Child prodigy Laurent Simons is earning a bachelor’s degree in electrical engineering from the Eindhoven University of Technology in Belgium – and apparently, it’s a tough curriculum, even for students of an average graduation age.
Laurent is a fast learner, according to professors at his school; he’s been described by staff as “simply extraordinary.” He’s rocketing through the program faster than others do, and he’s on track to conclude his studies by December. He plans to embark on a PhD program in electrical engineering while also studying for a medical degree, according to his father.

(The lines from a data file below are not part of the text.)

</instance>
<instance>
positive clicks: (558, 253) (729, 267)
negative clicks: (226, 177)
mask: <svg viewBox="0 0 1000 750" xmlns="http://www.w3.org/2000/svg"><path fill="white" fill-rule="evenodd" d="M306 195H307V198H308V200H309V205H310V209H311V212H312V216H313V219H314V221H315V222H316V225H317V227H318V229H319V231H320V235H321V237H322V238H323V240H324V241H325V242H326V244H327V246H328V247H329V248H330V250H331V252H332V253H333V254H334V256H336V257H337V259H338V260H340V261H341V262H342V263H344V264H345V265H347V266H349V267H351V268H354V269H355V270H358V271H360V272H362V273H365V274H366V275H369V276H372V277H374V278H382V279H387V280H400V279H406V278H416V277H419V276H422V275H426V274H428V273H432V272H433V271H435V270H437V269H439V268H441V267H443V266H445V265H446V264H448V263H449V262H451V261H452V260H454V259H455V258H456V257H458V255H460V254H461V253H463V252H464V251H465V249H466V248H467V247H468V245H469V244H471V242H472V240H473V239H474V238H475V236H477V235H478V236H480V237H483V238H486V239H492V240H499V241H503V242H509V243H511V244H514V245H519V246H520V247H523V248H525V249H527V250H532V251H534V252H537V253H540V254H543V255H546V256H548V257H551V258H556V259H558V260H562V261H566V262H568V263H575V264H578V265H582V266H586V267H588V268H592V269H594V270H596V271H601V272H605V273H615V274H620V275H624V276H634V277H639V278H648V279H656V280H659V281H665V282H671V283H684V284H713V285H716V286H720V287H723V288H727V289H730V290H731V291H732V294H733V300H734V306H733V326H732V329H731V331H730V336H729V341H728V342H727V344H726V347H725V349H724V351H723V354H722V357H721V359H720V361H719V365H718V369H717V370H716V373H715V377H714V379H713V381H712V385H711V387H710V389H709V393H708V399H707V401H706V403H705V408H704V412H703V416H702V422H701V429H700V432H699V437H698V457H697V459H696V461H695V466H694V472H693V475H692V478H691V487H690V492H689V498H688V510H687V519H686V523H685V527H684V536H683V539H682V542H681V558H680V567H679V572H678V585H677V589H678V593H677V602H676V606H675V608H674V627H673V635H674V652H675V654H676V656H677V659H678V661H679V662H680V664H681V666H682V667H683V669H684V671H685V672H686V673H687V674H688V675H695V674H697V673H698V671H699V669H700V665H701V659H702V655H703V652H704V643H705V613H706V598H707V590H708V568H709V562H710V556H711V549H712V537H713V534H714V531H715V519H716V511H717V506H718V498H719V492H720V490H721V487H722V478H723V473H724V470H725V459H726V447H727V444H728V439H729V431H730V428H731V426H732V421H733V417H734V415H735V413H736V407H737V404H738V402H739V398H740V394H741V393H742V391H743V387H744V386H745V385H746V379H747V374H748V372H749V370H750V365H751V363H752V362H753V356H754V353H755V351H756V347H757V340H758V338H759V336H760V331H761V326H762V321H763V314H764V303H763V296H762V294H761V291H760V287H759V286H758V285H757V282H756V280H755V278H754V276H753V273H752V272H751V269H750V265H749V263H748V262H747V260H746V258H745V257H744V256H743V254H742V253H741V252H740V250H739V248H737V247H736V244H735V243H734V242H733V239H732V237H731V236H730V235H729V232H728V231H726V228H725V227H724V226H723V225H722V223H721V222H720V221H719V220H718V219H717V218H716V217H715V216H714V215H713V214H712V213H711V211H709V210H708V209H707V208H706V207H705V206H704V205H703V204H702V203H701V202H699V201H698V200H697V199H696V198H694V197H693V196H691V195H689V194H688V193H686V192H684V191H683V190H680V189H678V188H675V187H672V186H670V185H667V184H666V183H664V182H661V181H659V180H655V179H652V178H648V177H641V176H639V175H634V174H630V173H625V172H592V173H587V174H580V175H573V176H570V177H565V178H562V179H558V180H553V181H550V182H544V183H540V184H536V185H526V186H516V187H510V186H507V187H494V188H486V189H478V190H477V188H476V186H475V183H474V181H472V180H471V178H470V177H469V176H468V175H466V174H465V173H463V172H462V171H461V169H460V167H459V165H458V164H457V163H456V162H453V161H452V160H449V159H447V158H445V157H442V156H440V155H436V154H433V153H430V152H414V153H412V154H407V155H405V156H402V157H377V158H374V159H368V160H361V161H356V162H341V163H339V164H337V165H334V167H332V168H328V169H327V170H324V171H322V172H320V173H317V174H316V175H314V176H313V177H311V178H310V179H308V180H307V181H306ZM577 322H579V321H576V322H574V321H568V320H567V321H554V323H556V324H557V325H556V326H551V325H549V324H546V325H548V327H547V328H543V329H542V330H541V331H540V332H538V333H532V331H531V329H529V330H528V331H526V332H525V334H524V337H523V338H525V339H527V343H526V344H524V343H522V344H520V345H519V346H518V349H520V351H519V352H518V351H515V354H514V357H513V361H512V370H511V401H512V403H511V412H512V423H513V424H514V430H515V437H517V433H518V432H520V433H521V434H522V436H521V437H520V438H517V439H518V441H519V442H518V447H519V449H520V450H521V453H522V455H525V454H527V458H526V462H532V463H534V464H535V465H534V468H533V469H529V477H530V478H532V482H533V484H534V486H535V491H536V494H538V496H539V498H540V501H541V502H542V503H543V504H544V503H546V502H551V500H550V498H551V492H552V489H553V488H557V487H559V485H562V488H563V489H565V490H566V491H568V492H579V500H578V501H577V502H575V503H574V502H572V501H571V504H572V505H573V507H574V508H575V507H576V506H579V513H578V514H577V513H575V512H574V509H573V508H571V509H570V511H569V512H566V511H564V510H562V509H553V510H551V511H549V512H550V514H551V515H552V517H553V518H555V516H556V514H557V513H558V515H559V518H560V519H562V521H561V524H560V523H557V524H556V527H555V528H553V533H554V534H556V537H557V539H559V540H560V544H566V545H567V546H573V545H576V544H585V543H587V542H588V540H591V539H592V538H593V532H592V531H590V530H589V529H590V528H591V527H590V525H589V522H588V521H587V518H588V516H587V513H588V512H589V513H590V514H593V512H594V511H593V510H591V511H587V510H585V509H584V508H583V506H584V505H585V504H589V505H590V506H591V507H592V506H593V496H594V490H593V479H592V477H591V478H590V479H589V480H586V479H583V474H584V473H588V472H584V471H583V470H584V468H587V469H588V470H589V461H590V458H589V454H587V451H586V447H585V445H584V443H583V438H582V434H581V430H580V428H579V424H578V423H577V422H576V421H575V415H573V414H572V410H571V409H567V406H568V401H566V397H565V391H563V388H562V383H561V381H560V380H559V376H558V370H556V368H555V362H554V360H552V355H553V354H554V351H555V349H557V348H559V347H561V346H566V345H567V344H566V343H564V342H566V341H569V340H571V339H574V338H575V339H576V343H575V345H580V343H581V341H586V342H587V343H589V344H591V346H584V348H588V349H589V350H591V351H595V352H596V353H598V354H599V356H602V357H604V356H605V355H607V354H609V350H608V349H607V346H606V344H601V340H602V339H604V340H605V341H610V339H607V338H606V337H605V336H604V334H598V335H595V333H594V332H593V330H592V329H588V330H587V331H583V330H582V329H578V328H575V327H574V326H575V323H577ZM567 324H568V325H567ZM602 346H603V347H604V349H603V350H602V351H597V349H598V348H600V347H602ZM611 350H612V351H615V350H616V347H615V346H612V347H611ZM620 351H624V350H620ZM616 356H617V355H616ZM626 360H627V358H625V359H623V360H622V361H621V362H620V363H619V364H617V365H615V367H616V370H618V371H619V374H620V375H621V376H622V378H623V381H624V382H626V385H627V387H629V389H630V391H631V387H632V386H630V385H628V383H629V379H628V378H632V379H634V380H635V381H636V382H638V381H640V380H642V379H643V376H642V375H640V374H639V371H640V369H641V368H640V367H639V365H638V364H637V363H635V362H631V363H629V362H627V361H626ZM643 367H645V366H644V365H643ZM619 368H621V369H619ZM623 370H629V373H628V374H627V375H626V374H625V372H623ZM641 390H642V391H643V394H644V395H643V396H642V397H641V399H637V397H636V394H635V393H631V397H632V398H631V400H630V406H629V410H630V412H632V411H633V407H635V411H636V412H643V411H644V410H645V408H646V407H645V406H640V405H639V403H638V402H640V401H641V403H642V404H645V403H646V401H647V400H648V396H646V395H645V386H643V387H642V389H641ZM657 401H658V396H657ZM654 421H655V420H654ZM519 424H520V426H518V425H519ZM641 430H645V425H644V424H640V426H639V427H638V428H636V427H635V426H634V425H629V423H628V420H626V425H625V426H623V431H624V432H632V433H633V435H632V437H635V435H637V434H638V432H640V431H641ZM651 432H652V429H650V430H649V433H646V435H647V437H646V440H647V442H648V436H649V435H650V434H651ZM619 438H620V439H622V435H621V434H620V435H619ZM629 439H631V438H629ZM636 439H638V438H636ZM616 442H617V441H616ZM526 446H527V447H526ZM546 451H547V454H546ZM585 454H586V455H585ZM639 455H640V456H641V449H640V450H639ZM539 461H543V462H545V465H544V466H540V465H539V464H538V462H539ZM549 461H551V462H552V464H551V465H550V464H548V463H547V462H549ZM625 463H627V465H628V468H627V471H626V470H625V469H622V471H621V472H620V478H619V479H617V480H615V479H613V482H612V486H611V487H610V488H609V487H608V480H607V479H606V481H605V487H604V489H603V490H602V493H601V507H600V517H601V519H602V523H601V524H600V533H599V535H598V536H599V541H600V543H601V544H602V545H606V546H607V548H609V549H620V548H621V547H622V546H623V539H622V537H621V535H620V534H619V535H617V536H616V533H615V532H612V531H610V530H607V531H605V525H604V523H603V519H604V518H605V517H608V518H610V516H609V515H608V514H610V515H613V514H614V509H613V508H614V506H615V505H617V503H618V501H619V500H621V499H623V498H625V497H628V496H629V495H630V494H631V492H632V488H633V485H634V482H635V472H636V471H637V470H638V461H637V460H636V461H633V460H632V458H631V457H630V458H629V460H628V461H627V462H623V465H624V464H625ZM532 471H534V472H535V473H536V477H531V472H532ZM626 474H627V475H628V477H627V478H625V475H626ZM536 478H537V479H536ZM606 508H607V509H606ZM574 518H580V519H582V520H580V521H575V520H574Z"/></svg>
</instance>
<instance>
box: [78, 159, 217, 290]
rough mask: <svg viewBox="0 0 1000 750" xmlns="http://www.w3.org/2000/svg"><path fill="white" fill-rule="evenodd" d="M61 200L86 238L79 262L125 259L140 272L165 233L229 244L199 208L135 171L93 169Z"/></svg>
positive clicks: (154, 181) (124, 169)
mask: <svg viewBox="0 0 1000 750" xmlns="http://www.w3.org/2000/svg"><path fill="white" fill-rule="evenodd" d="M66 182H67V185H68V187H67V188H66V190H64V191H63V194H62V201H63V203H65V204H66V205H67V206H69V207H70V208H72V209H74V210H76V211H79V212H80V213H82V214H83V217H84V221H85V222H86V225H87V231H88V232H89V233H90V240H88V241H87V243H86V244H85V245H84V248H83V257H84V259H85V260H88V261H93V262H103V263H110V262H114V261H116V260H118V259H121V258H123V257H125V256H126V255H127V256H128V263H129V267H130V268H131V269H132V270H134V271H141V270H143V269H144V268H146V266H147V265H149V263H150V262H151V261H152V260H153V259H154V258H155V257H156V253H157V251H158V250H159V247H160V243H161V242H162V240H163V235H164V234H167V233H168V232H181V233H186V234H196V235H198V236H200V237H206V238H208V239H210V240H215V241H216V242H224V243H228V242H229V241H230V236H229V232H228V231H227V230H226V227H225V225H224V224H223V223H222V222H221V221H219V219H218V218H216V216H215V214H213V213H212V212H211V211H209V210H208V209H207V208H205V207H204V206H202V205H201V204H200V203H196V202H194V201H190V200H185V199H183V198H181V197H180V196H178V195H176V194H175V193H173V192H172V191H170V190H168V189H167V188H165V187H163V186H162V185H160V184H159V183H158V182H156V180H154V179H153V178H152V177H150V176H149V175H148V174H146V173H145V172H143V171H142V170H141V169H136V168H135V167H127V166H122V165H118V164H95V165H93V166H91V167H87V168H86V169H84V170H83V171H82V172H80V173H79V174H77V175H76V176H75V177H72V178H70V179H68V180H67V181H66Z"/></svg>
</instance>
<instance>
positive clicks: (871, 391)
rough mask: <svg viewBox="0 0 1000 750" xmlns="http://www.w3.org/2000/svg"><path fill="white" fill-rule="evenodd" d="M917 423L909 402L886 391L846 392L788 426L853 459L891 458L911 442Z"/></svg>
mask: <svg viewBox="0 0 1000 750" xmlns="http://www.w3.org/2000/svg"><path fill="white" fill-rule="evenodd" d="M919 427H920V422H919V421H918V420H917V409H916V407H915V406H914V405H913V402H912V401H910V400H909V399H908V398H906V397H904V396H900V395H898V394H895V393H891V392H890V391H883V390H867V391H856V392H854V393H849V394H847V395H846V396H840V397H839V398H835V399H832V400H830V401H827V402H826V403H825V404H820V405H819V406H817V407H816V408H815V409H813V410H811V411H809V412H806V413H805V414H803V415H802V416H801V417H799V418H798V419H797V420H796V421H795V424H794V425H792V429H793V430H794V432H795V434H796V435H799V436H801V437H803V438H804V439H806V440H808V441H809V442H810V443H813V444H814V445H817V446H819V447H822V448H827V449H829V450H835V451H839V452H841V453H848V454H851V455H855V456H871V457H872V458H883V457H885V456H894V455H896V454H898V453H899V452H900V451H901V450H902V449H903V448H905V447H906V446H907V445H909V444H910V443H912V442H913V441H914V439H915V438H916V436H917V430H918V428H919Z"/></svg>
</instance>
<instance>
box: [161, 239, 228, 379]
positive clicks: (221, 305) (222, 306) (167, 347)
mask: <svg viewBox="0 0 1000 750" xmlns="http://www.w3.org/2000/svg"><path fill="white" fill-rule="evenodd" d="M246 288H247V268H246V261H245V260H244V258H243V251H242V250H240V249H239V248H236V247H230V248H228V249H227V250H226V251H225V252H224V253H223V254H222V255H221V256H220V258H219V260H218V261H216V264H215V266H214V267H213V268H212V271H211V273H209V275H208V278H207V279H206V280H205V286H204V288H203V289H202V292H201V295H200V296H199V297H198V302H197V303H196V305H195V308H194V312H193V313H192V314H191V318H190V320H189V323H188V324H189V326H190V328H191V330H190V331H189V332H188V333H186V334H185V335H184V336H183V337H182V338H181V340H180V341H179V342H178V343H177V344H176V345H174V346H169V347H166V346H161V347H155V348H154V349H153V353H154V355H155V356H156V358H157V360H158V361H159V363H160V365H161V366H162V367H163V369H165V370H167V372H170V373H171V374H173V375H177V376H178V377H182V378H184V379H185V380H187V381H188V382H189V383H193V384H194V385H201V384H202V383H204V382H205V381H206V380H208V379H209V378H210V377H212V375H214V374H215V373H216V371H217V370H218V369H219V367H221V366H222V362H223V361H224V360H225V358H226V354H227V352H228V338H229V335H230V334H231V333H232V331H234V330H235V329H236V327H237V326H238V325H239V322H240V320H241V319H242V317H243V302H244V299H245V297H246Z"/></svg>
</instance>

“Laurent is the fastest student we have ever had here,” said Sjoerd Hulshof, the university’s education director for electrical engineering. “Not only is he hyper-intelligent but also a very sympathetic boy.” Other educators have said “he is like a sponge” and said that he has no problem absorbing new information quickly.
Laurent’s parents are trying to keep him balanced, though.
“We don’t want him to get too serious. He does whatever he likes,” said his father, Alexander. “We need to find a balance between being a child and his talents.” And as for Laurent? He loves playing with his dog, Sammy, and playing on his phone. His main mission, though, is to develop artificial organs.
He’s an official child prodigy – in fact, he’s the textbook definition of the term. A child prodigy is a person under the age of 10 who can produce a meaningful output in any domain that’s equal to the level of an adult expert. Laurent is in good company, too. Other child prodigies included Mozart, Stevie Wonder and Blaise Pascal.